Atleast my roommate isn't so bad. His name is Shikamaru and he's one of the few decent people at this school. He's really laid back, kind of reminds me of a hippy. First day I moved in, there was an odd smell in my hall. Turns out it was old Shikamaru smoking pot. When I opened the door, he was sitting on the floor smoking and the first thing he does is offer me a hit. It's funny because I'm from California and I do not smoke. I never even tried that stuff. I mean, it's not like I have anything against it, a lot of my friends growing up smoked, but it's just not me, you know? Anyway, Shikamaru's a pretty cool guy, with his ponytail and low, usually pink, eyes. He always has a bored expression on his face which I suspect is the result of years of weed smoking. A lot of the teacher's here label him as lazy, which is not too far from the truth. He'll go to extremes for drugs, but not for much else. He has this buddy, Choji, a husky kid, who hangs out with him all the time. I'm not gonna lie and say that Choji's being in our dorm all the time doesn't get annoying, but it's not like Choji's a bad guy, he's actually pretty hilarious. Just don't comment on his weight—ever. I learned that the hard way and I still have the bruise to prove it. Other than this, Choji's a pretty decent dude, I mean; he's not the brightest crayon in the box, but who ever said you need to be intelligent to be decent?

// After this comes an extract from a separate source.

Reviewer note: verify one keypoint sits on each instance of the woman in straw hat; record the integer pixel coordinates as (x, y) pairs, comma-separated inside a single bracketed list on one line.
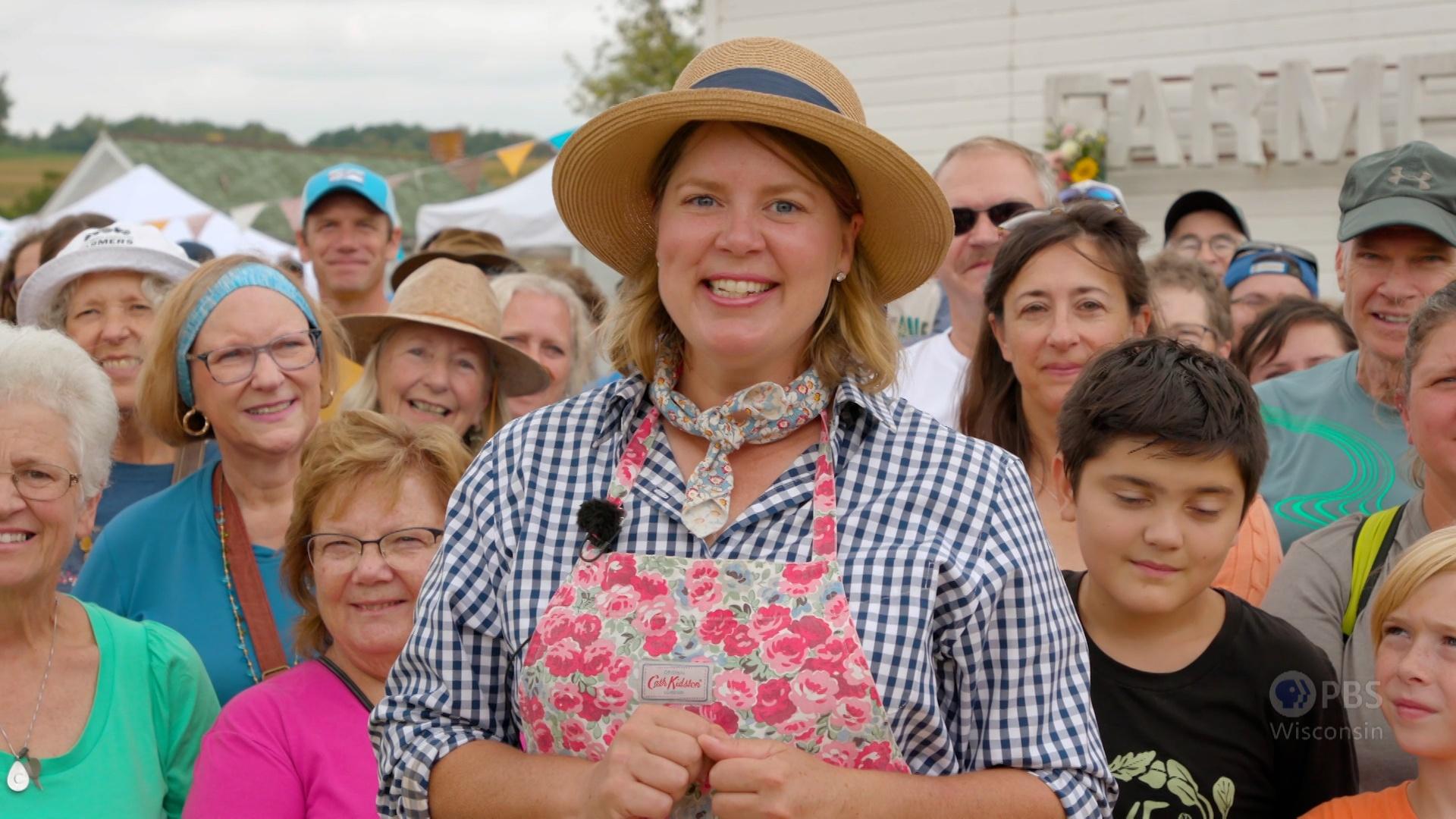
[(437, 357), (743, 557)]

They're in the same posse; Choji and Shikamaru. They also have this really hot girl named Ino. Ino's alright I guess. Her only flaw is, like mostly every girl at this goddam school, drools over that Sasuke jerk. I'm serious! 99.99% of the female population is obsessed with that loser. The other .1% are drooling over some other athlete. That's the thing about KVS; if you're not an athlete, you can forget about picking up any type of chick. Well, maybe you can pick up one of those weirdo chicks like that Hinata girl that follows me around everywhere. I'm so serious, that girl is just plain old weird. If I'm at the library, she's at the library, if I'm in the dining hall, she's in the dining hall, if I'm in a class she's not in, she's righ outside the window! It's quite creepy to be honest. I've even tried to talk to her and get her to fuck off but every time I say a word to the girl she gets all red in the face and starts speaking gibberish, so I just gave up. Girls, huh?
Anyway, that's just a glimpse of what my shitty life is like here at KVS. Feel free to cross this school off your potential schools list, cause it ain't nothing like what the brochure tells you it's like. Yup, the brochure lied to you. Big shocker.